BİRGÜL TEKÇE | KARAR
Araştırmacı Yazar Hüseyin Raşit Yılmaz, İyi Parti’nin Uygur Türkleri Raporu’nu KARAR TV'de açıkladı. Çin'in Uygur Türklerine uyguladığı şiddeti anlatan Yılmaz, özellikle kadınların sistematik cinsel tacize, işkenceye ve cebri kısırlaştırmaya maruz kaldığını belirtti.
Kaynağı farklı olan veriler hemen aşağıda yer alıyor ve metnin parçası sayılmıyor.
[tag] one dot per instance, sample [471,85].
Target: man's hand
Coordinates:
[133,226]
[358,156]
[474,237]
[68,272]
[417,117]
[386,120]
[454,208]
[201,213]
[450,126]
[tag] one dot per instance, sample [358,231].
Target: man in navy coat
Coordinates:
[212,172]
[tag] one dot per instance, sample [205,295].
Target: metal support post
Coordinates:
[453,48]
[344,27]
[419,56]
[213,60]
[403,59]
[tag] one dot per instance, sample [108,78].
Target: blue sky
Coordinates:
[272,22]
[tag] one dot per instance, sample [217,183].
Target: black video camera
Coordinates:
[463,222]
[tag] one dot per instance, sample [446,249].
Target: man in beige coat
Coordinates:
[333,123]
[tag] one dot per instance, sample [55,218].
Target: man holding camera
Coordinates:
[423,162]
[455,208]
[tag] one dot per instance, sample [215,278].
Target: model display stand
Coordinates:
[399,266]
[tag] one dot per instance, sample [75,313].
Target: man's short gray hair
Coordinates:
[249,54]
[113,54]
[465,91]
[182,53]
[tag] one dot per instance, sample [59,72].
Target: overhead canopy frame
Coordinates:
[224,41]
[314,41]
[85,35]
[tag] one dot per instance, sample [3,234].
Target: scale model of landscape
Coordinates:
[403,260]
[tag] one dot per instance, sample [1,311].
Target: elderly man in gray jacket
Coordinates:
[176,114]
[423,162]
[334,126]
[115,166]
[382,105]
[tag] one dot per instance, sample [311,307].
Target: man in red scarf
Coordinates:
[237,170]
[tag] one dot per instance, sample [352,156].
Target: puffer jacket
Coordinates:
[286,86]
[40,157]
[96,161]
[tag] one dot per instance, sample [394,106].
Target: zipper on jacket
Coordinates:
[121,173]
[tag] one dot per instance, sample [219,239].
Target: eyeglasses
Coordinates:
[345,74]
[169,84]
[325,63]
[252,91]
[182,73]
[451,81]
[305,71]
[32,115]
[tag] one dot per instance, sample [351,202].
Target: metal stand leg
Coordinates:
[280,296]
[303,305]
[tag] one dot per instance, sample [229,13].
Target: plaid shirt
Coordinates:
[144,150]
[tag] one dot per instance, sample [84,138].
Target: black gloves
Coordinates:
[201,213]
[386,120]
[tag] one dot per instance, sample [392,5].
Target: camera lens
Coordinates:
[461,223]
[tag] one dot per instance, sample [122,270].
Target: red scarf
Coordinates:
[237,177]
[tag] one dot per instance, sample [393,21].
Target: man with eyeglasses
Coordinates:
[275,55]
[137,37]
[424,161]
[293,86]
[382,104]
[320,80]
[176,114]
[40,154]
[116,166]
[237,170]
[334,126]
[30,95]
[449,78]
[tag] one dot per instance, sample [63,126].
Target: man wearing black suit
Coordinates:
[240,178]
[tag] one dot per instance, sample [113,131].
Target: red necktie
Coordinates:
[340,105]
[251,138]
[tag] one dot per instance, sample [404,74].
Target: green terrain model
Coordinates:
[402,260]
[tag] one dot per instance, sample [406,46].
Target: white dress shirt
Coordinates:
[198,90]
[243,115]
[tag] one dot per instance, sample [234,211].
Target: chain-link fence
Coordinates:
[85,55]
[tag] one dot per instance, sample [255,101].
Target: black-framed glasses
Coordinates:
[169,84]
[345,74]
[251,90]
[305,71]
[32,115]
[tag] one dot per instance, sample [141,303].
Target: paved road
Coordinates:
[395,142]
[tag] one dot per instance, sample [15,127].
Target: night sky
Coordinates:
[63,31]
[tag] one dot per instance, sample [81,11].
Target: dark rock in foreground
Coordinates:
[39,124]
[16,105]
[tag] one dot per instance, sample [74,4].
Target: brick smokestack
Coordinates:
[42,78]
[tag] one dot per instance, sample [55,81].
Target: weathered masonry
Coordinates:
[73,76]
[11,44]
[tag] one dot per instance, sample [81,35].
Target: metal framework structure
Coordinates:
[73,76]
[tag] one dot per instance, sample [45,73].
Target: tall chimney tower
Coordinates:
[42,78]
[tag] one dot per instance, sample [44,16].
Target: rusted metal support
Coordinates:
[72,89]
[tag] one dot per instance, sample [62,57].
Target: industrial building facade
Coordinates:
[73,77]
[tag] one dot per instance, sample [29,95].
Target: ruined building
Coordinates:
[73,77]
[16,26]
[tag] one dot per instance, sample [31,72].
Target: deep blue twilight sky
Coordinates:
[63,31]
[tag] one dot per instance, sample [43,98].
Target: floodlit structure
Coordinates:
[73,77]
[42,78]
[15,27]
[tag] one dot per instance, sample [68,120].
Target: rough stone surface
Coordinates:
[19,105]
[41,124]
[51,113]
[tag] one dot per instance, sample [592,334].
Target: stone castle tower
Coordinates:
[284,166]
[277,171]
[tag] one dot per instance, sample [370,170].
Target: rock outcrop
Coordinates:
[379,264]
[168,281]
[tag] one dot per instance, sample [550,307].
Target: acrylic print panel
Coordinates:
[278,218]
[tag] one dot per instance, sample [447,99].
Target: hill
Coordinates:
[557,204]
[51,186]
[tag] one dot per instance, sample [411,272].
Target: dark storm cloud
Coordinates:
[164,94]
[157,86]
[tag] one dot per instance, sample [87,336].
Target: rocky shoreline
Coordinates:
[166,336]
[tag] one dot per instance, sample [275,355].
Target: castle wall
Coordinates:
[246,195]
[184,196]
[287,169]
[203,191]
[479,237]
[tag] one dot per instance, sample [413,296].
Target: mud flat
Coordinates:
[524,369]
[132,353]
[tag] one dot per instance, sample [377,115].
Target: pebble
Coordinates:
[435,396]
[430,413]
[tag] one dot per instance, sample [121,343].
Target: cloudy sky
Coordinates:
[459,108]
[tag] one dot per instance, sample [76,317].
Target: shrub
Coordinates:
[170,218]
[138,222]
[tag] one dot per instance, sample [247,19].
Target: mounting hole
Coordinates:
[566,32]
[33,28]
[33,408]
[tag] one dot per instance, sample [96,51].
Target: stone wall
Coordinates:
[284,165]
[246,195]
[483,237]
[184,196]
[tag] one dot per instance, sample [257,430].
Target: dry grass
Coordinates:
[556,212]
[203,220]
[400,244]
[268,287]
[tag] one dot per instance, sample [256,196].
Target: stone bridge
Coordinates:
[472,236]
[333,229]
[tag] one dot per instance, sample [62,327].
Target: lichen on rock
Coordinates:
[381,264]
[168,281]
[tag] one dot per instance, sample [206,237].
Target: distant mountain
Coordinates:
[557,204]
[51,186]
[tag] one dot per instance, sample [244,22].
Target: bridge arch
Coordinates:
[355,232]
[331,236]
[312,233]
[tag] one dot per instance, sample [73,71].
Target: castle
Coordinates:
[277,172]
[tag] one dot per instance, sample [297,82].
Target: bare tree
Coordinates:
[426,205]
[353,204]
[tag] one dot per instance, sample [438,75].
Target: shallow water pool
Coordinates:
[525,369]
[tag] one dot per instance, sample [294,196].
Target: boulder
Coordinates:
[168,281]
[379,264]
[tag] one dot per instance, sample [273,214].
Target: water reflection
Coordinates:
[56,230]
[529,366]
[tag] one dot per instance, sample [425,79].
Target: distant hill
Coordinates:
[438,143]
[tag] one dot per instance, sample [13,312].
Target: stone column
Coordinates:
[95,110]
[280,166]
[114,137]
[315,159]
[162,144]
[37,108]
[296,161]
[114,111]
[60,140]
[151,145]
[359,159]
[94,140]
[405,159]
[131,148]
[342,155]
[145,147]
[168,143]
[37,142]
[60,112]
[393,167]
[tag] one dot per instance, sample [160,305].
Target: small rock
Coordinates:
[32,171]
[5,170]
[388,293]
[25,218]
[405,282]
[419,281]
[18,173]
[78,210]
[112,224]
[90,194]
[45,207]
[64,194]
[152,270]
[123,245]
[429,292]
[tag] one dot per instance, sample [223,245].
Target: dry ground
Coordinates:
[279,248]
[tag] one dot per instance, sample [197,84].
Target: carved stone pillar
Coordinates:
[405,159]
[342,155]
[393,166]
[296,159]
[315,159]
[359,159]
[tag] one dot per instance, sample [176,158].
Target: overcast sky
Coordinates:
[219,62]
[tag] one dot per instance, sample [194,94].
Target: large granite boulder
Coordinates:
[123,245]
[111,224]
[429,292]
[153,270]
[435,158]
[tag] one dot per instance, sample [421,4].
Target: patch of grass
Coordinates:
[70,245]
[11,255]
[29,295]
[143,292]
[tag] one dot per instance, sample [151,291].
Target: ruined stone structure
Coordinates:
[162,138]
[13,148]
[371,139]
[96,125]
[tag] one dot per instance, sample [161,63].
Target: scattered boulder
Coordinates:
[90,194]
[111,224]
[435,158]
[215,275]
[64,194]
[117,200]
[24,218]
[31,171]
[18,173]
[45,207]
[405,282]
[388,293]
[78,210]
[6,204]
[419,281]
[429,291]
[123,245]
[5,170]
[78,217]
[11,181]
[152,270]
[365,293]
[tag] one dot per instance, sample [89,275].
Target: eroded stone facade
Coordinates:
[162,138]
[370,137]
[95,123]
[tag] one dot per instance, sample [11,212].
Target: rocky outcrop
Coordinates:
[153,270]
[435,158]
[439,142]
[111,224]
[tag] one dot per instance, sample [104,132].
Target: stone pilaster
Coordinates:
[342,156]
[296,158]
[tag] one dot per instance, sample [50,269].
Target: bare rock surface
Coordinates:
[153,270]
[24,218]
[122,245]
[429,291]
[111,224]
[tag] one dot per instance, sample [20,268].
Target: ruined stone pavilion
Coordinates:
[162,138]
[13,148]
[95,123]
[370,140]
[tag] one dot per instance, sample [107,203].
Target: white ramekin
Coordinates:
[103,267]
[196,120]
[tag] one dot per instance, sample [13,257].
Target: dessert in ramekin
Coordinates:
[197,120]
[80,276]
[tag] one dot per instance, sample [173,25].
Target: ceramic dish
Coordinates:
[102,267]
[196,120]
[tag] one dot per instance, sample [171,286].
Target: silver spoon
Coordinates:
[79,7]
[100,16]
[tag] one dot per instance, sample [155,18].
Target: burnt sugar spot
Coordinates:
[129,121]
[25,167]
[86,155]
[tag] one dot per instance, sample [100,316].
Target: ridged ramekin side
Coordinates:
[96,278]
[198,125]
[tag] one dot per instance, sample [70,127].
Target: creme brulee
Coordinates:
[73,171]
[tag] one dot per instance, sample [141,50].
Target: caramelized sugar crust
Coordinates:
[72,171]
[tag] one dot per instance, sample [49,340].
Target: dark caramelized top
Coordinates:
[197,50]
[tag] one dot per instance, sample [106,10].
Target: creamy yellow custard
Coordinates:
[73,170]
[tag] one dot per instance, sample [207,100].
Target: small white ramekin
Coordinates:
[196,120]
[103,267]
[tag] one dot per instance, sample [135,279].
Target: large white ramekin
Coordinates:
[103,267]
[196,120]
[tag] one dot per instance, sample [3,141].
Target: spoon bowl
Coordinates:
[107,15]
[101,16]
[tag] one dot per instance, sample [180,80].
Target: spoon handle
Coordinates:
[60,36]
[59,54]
KAMPLARINDA TUTULAN İNSAN SAYISI 7 MİLYONU AŞKIN
Uygur Türklerinin sesi olmak ve Doğu Türkistan’ın gerçeklerini tüm dünyaya duyurmak için hazırlanan, Çin Uygur Özerk Bölgesi İnsan Hakları Raporu UyghurReport web sitesinde yayınlandı. Çin Uygur İnsan Hakları Raporu'nu hazırlayan ekibin başkanı olan Hüseyin Raşit Yılmaz raporun detaylarını anlattı:
''Çin Komünist ideolojisi insanı bir mamul olarak görüyor, fabrika tezgahına koyuyor. Fabrikada bir mamul ham madde nasıl işleniyorsa insan malzemesini de cebren bir mamul gibi işliyor. Trajik bir tabloyla karşılaşıyoruz. 1940'lı yıllara kadar uzanan bir hikayesi var ama özellikle bunun mezalim boyutuna varması Cinping'le oldu. Toplama kampları, bir kuşak bir yol projesi Uygur bölgesinden kara vasıtasıyla çıkacağı için o bölgeyi Çinlileştirmek için hız verilen, 2014 sonrası bir proje olarak karşımıza çıkıyor'' ifadelerini kullanan Yılmaz sözlerini şunları ekledi:
''Biz 2014 yılından itibaren toplama kamplarında tutulan insan sayısının 7 milyonu aşkın olduğunu düşünüyoruz. Onlar şöyle düşünüyorlar 6 ayda ıslah edilebilecekler, 16 senede ıslah edilebilecekler, ömür boyu kalması iktiza edenler diye ama bir giriş çıkış bir sirkülasyon var. Tek seferde an itibariyle 3 milyona aşkın insanın bu toplama kamplarında tutulabildiğini düşünüyoruz. Bu inanılmaz bir şey. Burası yekpare homojen her yerde aynı şeylerin yapıldığı yerler değil. 500 bine aşkın ağırlıkla Uygur çocuklarının olduğu çocuk kamplarından, konvansiyonel manada hapishanelerden, toplama kamplarına, geçici gözetim merkezlerinden ve köle işçilik merkezlerinden yani zorunlu işçiliğin olduğu büyük fabrika komplekslerinden bahsediyoruz. Temelde 5 kategorisi var.''
RAPOR NASIL HAZIRLANDI?
Çalışmalar esnasında 12 ülkeden 53 farklı isimle 70 saati aşkın video kaydı olan mülakatlar gerçekleştirdiklerini belirten Yılmaz, ''Bizi de psikolojik açıdan çok zorlayan bir süreç oldu. Çok ağır travmalar yaşayan insanlar vardı. Sekizi Çin'deki kamplarda ve hapishanelerde bulunan insanlar. İkisi 2014 öncesine ait altı tanesi de 2014 sonrası kalmış ve bir şekilde kurtulmuş insanlardı. Bunların çoğu da çift vatandaşlı, başka ülke vatandaşı olduğu için ülkelerinin diplomatik çabası sonrası kurtulanlar'' dedi.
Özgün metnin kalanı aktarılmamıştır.